Mas nem tudo foi somente alegria e prosperidade, pois o Rio Iguaçu que trouxe progresso para Porto Amazonas, através de suas águas navegáveis e tranquilas, trouxe também muita devastação e tristeza com as avassaladoras enchentes que destruíram o patrimônio e a esperança de muitas famílias. Casas, praças, escolas, jardins, quintais, pontos comerciais, não existiam obstáculos para que suas águas barrentas e persistentes entrassem e destruíssem tudo que aparecia pela frente. Uma cidade ilhada e quase destruída, foi assim que as manchetes dos jornais e noticiários se referiram a Porto Amazonas durante a terrível enchente de 1983 que castigou grande parte da cidade. Equipes de reportagem chegavam diariamente para mostrar ao Brasil como as águas do Rio Iguaçu cobriram uma pequena cidade do interior do Paraná.

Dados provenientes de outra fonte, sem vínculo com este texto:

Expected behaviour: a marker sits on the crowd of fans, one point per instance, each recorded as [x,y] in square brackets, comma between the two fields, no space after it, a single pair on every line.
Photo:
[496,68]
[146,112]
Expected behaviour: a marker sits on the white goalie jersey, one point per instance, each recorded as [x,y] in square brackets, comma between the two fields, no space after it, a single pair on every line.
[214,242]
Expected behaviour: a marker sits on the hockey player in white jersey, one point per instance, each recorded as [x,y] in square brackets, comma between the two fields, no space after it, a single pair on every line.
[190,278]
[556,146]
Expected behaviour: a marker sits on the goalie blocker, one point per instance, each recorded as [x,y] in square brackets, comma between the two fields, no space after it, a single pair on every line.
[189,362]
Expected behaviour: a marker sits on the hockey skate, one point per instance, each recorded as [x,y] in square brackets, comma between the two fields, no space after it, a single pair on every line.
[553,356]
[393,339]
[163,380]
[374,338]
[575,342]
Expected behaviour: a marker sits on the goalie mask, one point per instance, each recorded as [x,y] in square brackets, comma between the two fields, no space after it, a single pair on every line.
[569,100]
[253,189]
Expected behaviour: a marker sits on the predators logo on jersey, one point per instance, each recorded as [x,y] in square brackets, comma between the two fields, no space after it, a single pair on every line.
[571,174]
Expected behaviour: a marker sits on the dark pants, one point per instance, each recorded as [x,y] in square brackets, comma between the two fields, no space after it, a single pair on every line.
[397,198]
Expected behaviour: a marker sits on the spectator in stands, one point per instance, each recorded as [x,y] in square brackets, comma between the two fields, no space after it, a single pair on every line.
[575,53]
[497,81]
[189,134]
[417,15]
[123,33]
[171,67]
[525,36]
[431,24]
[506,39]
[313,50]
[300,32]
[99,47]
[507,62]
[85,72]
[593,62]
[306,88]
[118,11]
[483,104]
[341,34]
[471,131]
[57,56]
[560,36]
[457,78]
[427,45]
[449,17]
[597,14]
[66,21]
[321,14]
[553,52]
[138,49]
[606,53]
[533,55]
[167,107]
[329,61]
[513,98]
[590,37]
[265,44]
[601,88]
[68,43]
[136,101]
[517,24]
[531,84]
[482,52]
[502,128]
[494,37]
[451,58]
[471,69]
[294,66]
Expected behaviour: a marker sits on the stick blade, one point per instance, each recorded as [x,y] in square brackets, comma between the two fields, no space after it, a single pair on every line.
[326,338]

Atualmente, Porto Amazonas, está há muito tempo sem grandes enchentes, ainda tenta se recuperar desse triste acontecimento e transformou-se numa pequena, acolhedora e tranquila cidade, totalmente diferente daquele movimentado município que se via. Os vapores e os trens por aqui não passam mais. O cinema e a escola de samba também já não existem, mas alguns políticos importantes continuam aparecendo em determinadas épocas, ainda tentando convencer eleitores esperançosos com sede de progresso.

É inevitável a comparação da antiga cidade dos tempos da navegação e das linhas férreas com a atual. Por que o progresso para nós é coisa do passado? Nosso município não merece ficar parado no tempo, com pouca perspectiva de evolução e melhorias.

Minha cidade querida, lugar de povo simpático, pacato e simples, mas que se entristece ao ter que deixar sua terrinha em busca de novas oportunidades nos grandes centros, pois das grandes indústrias que aqui estiveram instaladas, poucas permaneceram exercendo suas atividades. Pais de família e jovens se veem obrigados a se distanciar de seus familiares em busca de emprego para a manutenção de sua casa. Mas é a cidade perfeita para quem busca tranquilidade, dizem até que é o local ideal para aposentados, com as pescarias nas tardes ensolaradas, o chimarrão observando o pequeno movimento na rua, o passeio dos jovens na praça aos finais de semana, procurando, sem encontrar, algum tipo diversão. Todo verde de sua vegetação e com suas lindas cachoeiras, que até tenta oferecer aos seus habitantes um serviço de saúde, educação e segurança de qualidade, apesar de tantas dificuldades que nos são apresentadas cotidianamente.

Apesar de tudo, não podemos perder a esperança de que ainda teremos governantes realmente preocupados com o desenvolvimento da cidade, oferecendo à população toda infraestrutura de um grande centro, mas que preservem sua encantadora natureza, para que seus habitantes aqui permaneçam e contribuam para o progresso de nosso município, mesmo que os bons tempos do auge da navegação não voltem mais e fiquem apenas numa bela lembrança do passado, que apesar de não ter vivido me traz uma profunda saudade. Saudade cheia de esperança de que mesmo sabendo que o passado não volte mais, devolvendo o progresso do passado, ainda podemos sonhar com um futuro bem melhor que essa cidade e sua população certamente merecem.